Abrogation of survival diversity between Black and White men after USPSTF’s 2012 recommendation against PSA screening
The U.S. Preventive Services Task Force’s (USPSTF) guidelines against all PSA screening from 2012-2018 have had lasting adverse effects on screening rates, the features of prostate cancer at the time of diagnosis, and prostate cancer-specific survival rates. In the pre-USPSTF era, White men were less likely to die of prostate cancer, but this ceased to be observed in the post-USPSTF era due to a decreased survival rate among White men while the survival rate of Black men remained steady.
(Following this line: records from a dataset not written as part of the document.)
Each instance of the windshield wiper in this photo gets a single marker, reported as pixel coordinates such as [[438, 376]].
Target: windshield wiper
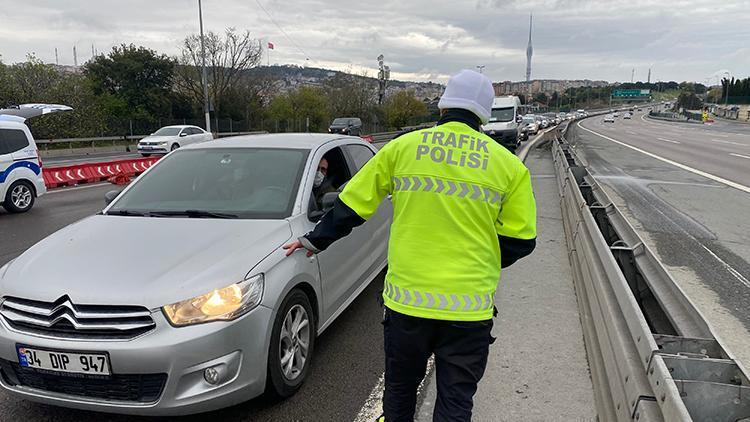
[[126, 213], [192, 214]]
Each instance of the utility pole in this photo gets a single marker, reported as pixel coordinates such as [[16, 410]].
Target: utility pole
[[384, 73], [726, 101], [204, 78]]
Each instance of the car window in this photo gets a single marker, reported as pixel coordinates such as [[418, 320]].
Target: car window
[[252, 183], [167, 131], [360, 155], [12, 140]]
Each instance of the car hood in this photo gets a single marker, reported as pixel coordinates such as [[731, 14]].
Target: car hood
[[116, 260], [152, 138], [500, 125]]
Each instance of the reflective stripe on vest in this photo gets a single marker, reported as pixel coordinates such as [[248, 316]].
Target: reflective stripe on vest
[[446, 302], [447, 188]]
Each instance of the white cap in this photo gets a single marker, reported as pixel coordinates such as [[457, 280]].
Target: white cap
[[471, 91]]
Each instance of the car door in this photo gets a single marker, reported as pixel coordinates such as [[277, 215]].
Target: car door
[[339, 264], [377, 228], [6, 159]]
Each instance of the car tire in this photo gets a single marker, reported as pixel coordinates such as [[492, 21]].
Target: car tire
[[19, 197], [283, 382]]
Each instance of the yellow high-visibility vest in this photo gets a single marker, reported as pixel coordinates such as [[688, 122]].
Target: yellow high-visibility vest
[[454, 191]]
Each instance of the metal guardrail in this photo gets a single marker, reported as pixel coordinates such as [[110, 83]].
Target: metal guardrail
[[652, 355]]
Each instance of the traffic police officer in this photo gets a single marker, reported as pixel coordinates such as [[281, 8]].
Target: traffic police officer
[[462, 209]]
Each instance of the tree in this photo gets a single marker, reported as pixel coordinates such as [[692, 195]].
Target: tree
[[402, 108], [292, 110], [227, 58], [132, 82]]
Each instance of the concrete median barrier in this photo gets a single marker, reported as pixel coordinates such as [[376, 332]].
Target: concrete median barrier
[[55, 177]]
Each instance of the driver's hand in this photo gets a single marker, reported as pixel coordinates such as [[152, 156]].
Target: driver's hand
[[291, 247]]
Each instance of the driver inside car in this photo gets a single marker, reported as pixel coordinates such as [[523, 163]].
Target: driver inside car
[[322, 184]]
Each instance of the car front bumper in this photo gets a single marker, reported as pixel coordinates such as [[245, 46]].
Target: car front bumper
[[152, 149], [237, 349]]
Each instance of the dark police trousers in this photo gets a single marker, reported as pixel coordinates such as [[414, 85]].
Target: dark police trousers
[[460, 350]]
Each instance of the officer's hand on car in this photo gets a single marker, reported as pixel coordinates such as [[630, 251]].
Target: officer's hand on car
[[291, 247]]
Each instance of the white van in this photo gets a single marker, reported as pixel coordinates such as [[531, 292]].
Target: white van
[[504, 121], [21, 180]]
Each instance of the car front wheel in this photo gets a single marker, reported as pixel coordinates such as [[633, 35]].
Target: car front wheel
[[19, 197], [292, 343]]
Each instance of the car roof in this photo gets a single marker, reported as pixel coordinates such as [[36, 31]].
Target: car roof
[[276, 140]]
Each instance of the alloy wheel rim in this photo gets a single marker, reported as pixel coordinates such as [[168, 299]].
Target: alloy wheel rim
[[21, 196], [294, 342]]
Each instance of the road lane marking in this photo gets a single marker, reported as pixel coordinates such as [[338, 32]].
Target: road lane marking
[[729, 142], [728, 267], [668, 140], [373, 407], [715, 178], [60, 190]]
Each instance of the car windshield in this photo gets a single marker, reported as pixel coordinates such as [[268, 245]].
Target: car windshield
[[502, 114], [253, 183], [168, 131]]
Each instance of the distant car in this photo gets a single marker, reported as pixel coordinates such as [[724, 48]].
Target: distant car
[[346, 125], [169, 138], [21, 180]]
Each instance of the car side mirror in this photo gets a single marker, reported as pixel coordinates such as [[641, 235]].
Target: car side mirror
[[110, 196]]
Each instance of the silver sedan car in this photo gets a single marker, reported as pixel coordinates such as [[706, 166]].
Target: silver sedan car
[[178, 298]]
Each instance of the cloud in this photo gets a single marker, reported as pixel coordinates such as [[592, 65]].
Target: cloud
[[421, 39]]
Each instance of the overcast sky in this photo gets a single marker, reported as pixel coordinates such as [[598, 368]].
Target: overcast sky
[[421, 39]]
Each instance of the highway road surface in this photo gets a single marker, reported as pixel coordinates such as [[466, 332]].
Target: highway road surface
[[686, 188], [352, 345]]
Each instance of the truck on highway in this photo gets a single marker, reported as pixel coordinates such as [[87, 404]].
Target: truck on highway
[[505, 122], [21, 180]]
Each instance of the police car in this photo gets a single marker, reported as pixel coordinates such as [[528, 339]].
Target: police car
[[21, 180]]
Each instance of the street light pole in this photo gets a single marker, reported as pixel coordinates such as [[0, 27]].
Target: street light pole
[[204, 78], [726, 101]]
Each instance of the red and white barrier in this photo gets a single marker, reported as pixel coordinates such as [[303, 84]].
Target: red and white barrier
[[118, 171]]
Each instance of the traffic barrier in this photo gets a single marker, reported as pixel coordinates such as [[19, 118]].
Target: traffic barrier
[[652, 355], [119, 170]]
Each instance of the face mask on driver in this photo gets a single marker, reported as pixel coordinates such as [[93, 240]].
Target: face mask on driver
[[319, 177]]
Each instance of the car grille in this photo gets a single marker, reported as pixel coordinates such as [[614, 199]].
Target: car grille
[[63, 319], [142, 388]]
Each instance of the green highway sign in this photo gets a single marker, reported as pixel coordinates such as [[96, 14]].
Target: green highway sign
[[631, 93]]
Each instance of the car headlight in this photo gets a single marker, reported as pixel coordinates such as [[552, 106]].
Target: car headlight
[[223, 304]]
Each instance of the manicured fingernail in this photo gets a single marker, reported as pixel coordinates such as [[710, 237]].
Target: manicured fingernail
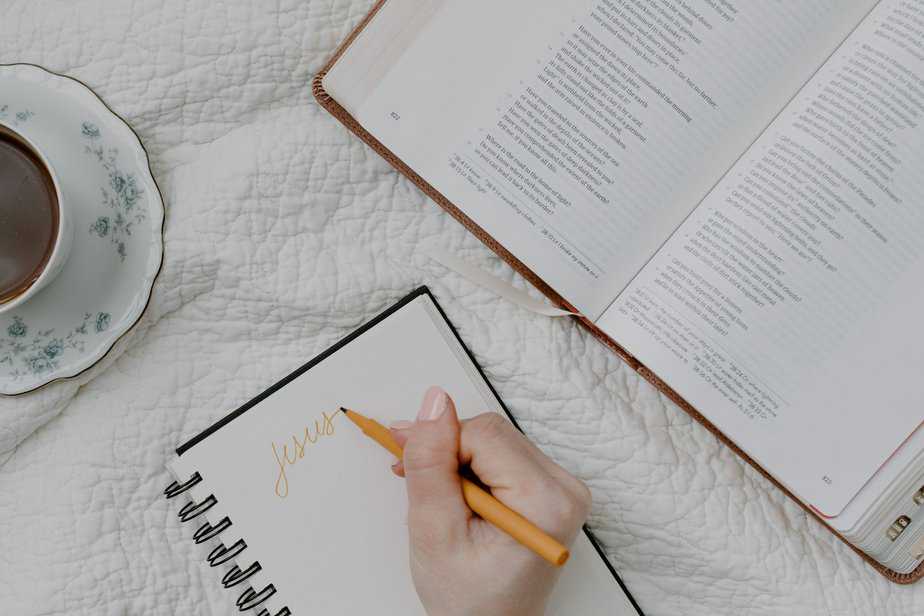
[[435, 403]]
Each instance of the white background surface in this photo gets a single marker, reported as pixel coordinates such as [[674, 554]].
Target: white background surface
[[284, 233]]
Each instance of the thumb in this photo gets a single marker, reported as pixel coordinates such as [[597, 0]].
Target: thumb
[[437, 512]]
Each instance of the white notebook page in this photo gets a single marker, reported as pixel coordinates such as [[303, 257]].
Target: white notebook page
[[343, 516]]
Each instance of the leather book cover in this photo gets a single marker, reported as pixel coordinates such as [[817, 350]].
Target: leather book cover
[[335, 109]]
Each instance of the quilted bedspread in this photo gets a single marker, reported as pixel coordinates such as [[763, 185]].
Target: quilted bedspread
[[284, 232]]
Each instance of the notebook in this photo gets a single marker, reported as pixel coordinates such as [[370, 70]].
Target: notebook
[[337, 516], [728, 194]]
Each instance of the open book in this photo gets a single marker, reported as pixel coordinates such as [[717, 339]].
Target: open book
[[311, 521], [728, 192]]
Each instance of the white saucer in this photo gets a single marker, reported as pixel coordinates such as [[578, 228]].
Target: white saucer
[[118, 244]]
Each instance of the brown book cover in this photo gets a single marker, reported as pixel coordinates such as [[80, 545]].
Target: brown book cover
[[335, 109]]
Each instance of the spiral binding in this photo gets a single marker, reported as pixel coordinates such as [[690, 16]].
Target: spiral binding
[[249, 599]]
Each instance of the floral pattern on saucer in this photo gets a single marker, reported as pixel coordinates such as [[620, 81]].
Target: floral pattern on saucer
[[119, 198], [35, 354], [118, 212], [18, 117]]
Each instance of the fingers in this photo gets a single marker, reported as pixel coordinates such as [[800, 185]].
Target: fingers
[[523, 477], [437, 513]]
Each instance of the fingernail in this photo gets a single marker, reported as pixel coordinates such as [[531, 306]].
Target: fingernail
[[435, 403]]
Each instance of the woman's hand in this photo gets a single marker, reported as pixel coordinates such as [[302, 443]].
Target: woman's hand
[[461, 565]]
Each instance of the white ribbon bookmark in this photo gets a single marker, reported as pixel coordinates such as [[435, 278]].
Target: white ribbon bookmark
[[490, 282]]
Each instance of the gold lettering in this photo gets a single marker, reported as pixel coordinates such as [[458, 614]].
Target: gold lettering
[[322, 427]]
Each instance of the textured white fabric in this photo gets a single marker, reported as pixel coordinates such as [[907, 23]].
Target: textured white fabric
[[284, 233]]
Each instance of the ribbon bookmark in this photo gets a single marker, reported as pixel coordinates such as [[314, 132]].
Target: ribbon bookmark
[[490, 282]]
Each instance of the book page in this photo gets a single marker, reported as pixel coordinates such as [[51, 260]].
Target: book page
[[788, 307], [580, 134], [315, 499]]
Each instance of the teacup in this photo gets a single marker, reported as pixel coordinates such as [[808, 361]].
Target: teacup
[[36, 226]]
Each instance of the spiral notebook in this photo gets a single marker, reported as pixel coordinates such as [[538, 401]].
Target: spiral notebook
[[303, 511], [719, 191]]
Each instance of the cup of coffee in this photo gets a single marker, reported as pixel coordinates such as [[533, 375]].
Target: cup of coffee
[[36, 228]]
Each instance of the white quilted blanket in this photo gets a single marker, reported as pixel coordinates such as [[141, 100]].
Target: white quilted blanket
[[284, 233]]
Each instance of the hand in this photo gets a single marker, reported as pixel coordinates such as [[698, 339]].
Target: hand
[[462, 565]]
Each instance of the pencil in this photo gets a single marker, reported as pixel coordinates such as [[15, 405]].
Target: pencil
[[478, 499]]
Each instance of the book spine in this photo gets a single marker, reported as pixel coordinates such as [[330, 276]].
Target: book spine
[[250, 598]]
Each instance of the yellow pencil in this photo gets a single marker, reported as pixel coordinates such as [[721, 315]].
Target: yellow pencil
[[478, 499]]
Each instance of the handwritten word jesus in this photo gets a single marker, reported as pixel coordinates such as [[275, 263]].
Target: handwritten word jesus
[[322, 427]]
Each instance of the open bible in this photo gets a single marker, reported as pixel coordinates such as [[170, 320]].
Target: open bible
[[729, 193]]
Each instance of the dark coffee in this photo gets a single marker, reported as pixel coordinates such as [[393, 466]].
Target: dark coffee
[[28, 216]]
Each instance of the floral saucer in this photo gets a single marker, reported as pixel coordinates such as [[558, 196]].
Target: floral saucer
[[118, 244]]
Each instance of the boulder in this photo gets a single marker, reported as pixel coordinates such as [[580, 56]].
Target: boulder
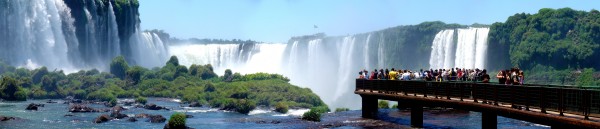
[[7, 118], [195, 104], [132, 119], [117, 114], [167, 126], [34, 106], [143, 115], [156, 119], [152, 106], [84, 108], [50, 101], [102, 118], [118, 108]]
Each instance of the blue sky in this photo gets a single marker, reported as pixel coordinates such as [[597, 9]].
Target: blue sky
[[278, 20]]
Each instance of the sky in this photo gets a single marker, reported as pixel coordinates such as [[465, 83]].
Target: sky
[[278, 20]]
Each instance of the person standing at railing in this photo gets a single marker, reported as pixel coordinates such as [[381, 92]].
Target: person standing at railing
[[500, 76], [386, 74], [360, 75], [399, 74], [380, 75], [366, 73], [373, 75], [521, 77], [393, 74], [507, 76], [428, 75], [515, 77], [485, 78], [453, 75]]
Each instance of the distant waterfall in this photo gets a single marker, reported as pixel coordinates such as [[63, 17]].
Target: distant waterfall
[[442, 49], [345, 65], [113, 34], [148, 49], [469, 52], [367, 54], [36, 31], [73, 35]]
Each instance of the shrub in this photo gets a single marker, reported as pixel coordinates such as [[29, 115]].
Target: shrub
[[11, 91], [119, 66], [321, 109], [312, 115], [177, 121], [341, 109], [141, 100], [112, 102], [281, 107], [244, 106], [383, 104], [173, 61]]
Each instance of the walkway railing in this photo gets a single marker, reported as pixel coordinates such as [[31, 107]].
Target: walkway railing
[[561, 99]]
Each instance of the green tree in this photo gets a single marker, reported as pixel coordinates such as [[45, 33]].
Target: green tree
[[177, 121], [11, 91], [173, 61], [383, 104], [119, 67], [38, 74], [134, 74], [586, 78], [49, 84], [228, 75]]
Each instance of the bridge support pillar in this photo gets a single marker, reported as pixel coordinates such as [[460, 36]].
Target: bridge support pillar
[[489, 120], [369, 107], [416, 115]]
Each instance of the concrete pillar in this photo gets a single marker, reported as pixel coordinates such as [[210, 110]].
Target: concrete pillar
[[369, 107], [489, 120], [416, 115]]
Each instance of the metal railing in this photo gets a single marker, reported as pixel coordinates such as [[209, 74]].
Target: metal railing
[[561, 99]]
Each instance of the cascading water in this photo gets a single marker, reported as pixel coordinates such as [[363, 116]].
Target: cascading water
[[481, 47], [470, 50], [45, 33], [443, 45], [366, 51], [113, 36], [345, 65], [220, 56], [34, 32], [148, 49]]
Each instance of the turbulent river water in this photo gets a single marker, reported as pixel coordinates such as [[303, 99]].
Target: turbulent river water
[[52, 116]]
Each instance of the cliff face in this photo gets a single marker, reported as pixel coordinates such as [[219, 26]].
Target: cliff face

In a comparison of over 90,000 men in the national cancer registry (called the SEER Registry), in the post-USPSTF recommendation against PSA screening era, the percentage of low-grade (Gleason Grade < 6) decreased from 43% to 33%; localized tumors decreased from 82% to 76%; high-grade (Gleason Grade > 8) increased from 17% to 23%, and metastatic tumors increased from 5% to 8%). Moreover, the prostate cancer-specific mortality rate overall decreased significantly. The authors raise the hypothesis that racial disparities in prostate cancer survival may be affected by socioeconomic factors, as White men may have benefitted more from PSA screening in the pre-USPSTF era and, therefore, White men may have been compromised disproportionately by the Task Force’s 5-year ban on PSA screening for all men (see article on the History of PSA Screening on pages 1-3 and page 5).